Teknik itu, kemudian dikenal sebagai analisa frekuensi dalam
kriptografi, yaitu cara paling sederhana untuk menghitung persentase
bahasa khusus dalam naskah asli, persentase huruf dalam kode rahasia,
dan menggantikan simbol dengan huruf.
Filsafat Al-Kindi
Bagi Al-Kindi, filsafat adalah ilmu pengetahuan yang mulia.
Filsafatnya tentang keesaan Tuhan selain didasarkan pada wahyu juga
proposisi filosofis. Menurut dia, Tuhan tak mempunyai hakikat, baik
hakikat secara juz’iyah atau aniyah (sebagian) maupun hakikat kulliyyah
atau mahiyah (keseluruhan).
Dalam pandangan filsafat Al-Kindi, Tuhan tidak merupakan genus atau
species. Tuhan adalah Pencipta. Tuhan adalah yang Benar Pertama (al-Haqq
al-Awwal) dan Yang Benar Tunggal. AL-Kindi juga menolak pendapat yang
menganggap sifat-sifat Tuhan itu berdiri sendiri. Tuhan haruslah
merupakan keesaan mutlak. Bukan keesaan metaforis yang hanya berlaku
pada obyek-obyek yang dapat ditangkap indera.

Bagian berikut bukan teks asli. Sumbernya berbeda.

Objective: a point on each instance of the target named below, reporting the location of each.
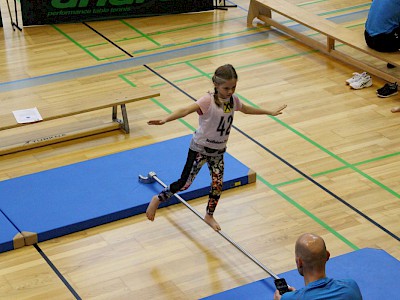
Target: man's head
(311, 254)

Menurut Al-Kindi, Tuhan tidak memiliki sifat-sifat dan
atribut-atribut lain yang terpisah dengan-Nya, tetapi sifat-sifat dan
atribut-atribut tersebut haruslah tak terpisahkan dengan Zat-Nya. Jiwa
atau roh adalah salah satu pembahasan Al-Kindi. Ia juga merupakan
filosof Muslim pertama yang membahas hakikat roh secara terperinci.
Al-Kindi membagi roh atau jiwa ke dalam tiga daya, yakni daya nafsu,
daya pemarah, dan daya berpikir. Menurutnya, daya yang paling penting
adalah daya berpikir, karena bisa mengangkat eksistensi manusia ke
derajat yang lebih tinggi.
Al-Kindi juga membagi akal mejadi tiga, yakni akal yang bersifat
potensial, akal yang telah keluar dari sifat potensial menjadi aktual,
dan akal yang telah mencapai tingkat kedua dari aktualitas.
Akal yang bersifat potensial, papar Al-Kindi, tak bisa mempunyai
sifat aktual, jika tak ada kekuatan yang menggerakkannya dari luar. Oleh
karena itu, menurut Al-Kindi, masih ada satu macam akal lagi, yakni
akal yang selamanya dalam aktualitas.